- Real estate agents think that the Waymo driverless service in Phoenix may help open new markets to buyers, attract more retirees to the area and give agents a much-needed chauffeur.
Phoenix has been the center of real estate innovation over the years, the home of 100 percent commission brokerages such as HomeSmart and My Home Group, so it’s no surprise that Google spinoff Waymo has chosen parts of the greater metropolitan area of Phoenix to trial its first fully driverless cars.
Over the “next few months”, according to Waymo, residents of Phoenix and nearby areas of Chandler, Tempe, Mesa, and Gilbert who have enrolled in Waymo’s “early rider” testing program online will be able to take the company’s fully self-driving Chrysler Pacifica minivans to their destinations. Phoenix’s well kept, grid-like roads and the state’s friendly regulatory system have made it a natural place for this experiment to happen.
The news follows a years-long period where Waymo tested the self-driving concept with an emergency human driver still on board. But now that Waymo is moving fully driverless, the local real estate industry is gearing up for change—for the better.
Keller Williams team leader applies for Waymo driverless service
One of the first in line to apply is Keller Williams’ Kevin Kauffman, co-founder of successful Arizona team, Group 46:10. Kauffman, who currently drives a Tesla, not because he is a car junkie, but because he is a techie, said he is hoping to trial a Waymo minivan as the main family car.
The father of young children who uses Tesla’s quasi self-driving “autopilot” feature pretty regularly when driving around greater Phoenix, said that one consequence of this innovation might well be that cars will be more a subscription service rather than something you own. And this will have implications for real estate.
“Homes may not need garages any more, which will open a whole new world of garage conversions,” he said.
Kauffman also sees the service attracting more older people to the already retirement- friendly city. His mother, who currently lives in North California for one.
“I could see her moving back here. Her eyesight is pretty poor. I’d love for her to be here so she feels like she has some freedom. She can’t drive herself anywhere at the moment. ”
He also sees suburbs on the outskirts of Phoenix benefiting from the driverless technology.
“It does open up the outskirts where building started in the last boom and halted in the crash.”
Phoenix has a very spread out metropolitan area with a lot of room to grow, and the self-driving trend will help it, said Kauffman.
Gilbert agent, Stephanie Dow of Dow Realty agreed. She said she could see the innovation providing buyers with more choice when shopping for a new home. They will no longer need to rely on areas with good public transport.
“It will change where can buyers can live especially those who are older and are no longer driving. They will not be stuck on a specific area,” she said.
HomeSmart says embrace it
HomeSmart founder, Matt Widdows meanwhile, said it would come in handy when showing homes to a client.

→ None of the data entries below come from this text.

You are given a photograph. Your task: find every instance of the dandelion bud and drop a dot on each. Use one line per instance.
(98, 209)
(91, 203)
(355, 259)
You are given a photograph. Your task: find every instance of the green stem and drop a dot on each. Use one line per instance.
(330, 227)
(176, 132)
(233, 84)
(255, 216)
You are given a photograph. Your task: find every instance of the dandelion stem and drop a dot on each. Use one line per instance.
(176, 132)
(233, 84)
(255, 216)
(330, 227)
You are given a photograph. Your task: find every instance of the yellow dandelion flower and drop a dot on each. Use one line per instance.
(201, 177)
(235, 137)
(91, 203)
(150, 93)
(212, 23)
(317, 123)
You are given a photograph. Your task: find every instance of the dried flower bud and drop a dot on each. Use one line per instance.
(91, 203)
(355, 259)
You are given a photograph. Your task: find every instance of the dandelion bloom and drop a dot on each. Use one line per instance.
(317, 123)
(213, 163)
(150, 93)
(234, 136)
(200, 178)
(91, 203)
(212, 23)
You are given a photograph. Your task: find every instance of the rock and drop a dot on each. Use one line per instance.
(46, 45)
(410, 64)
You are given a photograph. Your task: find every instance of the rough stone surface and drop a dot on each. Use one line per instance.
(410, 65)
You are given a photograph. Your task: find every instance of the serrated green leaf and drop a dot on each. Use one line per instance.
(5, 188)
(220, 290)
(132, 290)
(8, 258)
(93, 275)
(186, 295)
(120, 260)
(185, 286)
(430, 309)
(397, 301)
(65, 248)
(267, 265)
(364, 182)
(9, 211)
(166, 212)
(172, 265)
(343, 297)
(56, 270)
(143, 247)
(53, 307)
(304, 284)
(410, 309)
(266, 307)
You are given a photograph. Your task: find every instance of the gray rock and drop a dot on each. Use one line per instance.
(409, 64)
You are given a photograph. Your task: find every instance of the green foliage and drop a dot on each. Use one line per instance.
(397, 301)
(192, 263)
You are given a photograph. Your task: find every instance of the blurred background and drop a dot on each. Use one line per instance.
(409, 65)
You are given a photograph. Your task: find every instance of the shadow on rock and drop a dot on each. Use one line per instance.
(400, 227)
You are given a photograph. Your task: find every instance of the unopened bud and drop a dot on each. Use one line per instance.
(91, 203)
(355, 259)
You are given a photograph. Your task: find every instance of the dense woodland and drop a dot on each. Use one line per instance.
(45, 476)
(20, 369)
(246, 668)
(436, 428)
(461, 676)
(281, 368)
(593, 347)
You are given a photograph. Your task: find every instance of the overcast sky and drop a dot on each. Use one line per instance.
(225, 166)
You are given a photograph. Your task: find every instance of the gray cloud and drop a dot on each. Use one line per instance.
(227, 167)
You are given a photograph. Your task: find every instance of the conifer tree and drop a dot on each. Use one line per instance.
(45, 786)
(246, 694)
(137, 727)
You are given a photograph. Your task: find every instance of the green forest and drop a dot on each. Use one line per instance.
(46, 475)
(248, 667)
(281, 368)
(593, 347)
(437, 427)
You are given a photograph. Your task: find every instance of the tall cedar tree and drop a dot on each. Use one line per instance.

“I could see where it would be cool to pre-program a route to show homes to a client and then have the ability to sit there and review them as the car automatically took you to each home via a designated route,” he said.
The agent’s ability to do this would add a “next level of service, that we as agents can provide,” added Wendy Forsythe, HomeSmart’s COO. And as the self-driving trend expands elsewhere, agents being driven around with their clients can emulate the glamorous real estate agents on TV shows who are chauffeured around, she added.
Forsythe encourages agents to be early adopters to make this kind of thing happen.
“Let’s do it, let’s make it more accessible,” she said.